Lawyers caution employers to tread carefully when using the Internet, particularly social networking sites, to check out job candidates. If an employer uncovers facts via a candidate’s Facebook page that weren’t disclosed in the interview—a battle with cancer, for example—the company could face a discrimination claim if the person isn’t hired, warns Hope Goldstein, a partner at the law firm Bryan Cave LLP in New York City. The employer could also be subject to privacy claims or run afoul of state laws. Or, if a recruiter asks a friend or even a child to log onto Facebook for him or her, it could be seen as a violation of the federal Electronic Communications Privacy Act of 1986.
Many of the same guidelines offered for traditional reference checks apply to searching Internet and social networking sites, lawyers say. At a minimum, employers should revise their policies to limit people who can perform searches to HR staff, who can shield those making hiring decisions from information that can’t be legally used, such as health problems. Include a list of objective job-related criteria to follow, Goldstein says, and ask for the candidate’s written consent.
Hiring managers who aren’t properly trained should be warned against conducting such searches because they may turn to the Internet by instinct. “We all know policies are nice, but most people don’t read them,” says Reid Bowman, general counsel for San Francisco-based ELT, which specializes in ethics and compliance training.
In the end, experts say, checking references isn’t just about digging up dirt on a candidate. It’s about finding the right candidate for the job.
Consultant Wendy Bliss, J.D., SPHR, author of
Legal Effective References: How to Give Them and Get Them (SHRM, 2001) concludes that “A real thorough reference check is giving you someone else’s perspective on that person’s ability to do a job well and their suitability for your organization.”
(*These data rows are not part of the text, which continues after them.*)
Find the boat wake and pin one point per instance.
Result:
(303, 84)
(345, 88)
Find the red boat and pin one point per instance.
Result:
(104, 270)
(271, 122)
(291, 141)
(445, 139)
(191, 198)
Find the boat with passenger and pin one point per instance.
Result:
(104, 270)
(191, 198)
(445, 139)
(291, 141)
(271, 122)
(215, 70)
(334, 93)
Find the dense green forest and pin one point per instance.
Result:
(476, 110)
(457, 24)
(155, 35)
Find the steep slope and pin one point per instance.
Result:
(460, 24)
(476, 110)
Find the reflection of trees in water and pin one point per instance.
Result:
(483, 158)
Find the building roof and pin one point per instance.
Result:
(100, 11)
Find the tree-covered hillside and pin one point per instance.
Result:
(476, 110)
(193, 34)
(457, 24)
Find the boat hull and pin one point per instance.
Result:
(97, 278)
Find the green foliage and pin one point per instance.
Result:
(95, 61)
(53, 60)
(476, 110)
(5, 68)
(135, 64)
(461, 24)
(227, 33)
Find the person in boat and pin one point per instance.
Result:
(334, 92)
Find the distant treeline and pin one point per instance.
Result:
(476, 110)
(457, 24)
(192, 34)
The author is a senior writer for HR Magazine.
Outsourcing Reference Checks
Do not outsource 52%Completely outsource 28%Partially outsource 20%
Background Checking: General Background Checks, SHRM poll, January 2010.
Reasons for Checking References
To reduce legal liability for negligent hiring
To determine that credentials such as education, position or skills are accurately represented by the job candidate
To reduce or prevent theft and embezzlement, other criminal activity
To ensure a safe work environment for employees
To comply with applicable state law requiring background checks for particular positions such as day care teachers or licensed medical practitioners
To assess the overall trustworthiness of the job candidate
Source: Background Checking: Conducting Reference Background Checks, SHRM poll, January 2010.
Reference Checking Checklist
Employment lawyers and HR professionals recommend that employers:
When Checks Go Far Afield
Boca Raton Regional Hospital in Boca Raton, Fla., outsources reference checks and academic verifications for most of its 2,700 positions, reserving the HR staff for the reference checks on high-level positions, says Brian Altschuler, executive director of human resource operations. Many health care workers have received their education in other countries, requiring sources in those countries to verify their degrees and past employment.
“Most people don’t realize the complexity of having to validate and verify international education,” Altschuler says. “If you can work with a company that has folks on the ground in those countries, the validity and the turnaround is a lot stronger.”
He adds that workers are changing jobs more frequently or working two jobs to stay afloat in today’s economy, further complicating efforts to verify past employment.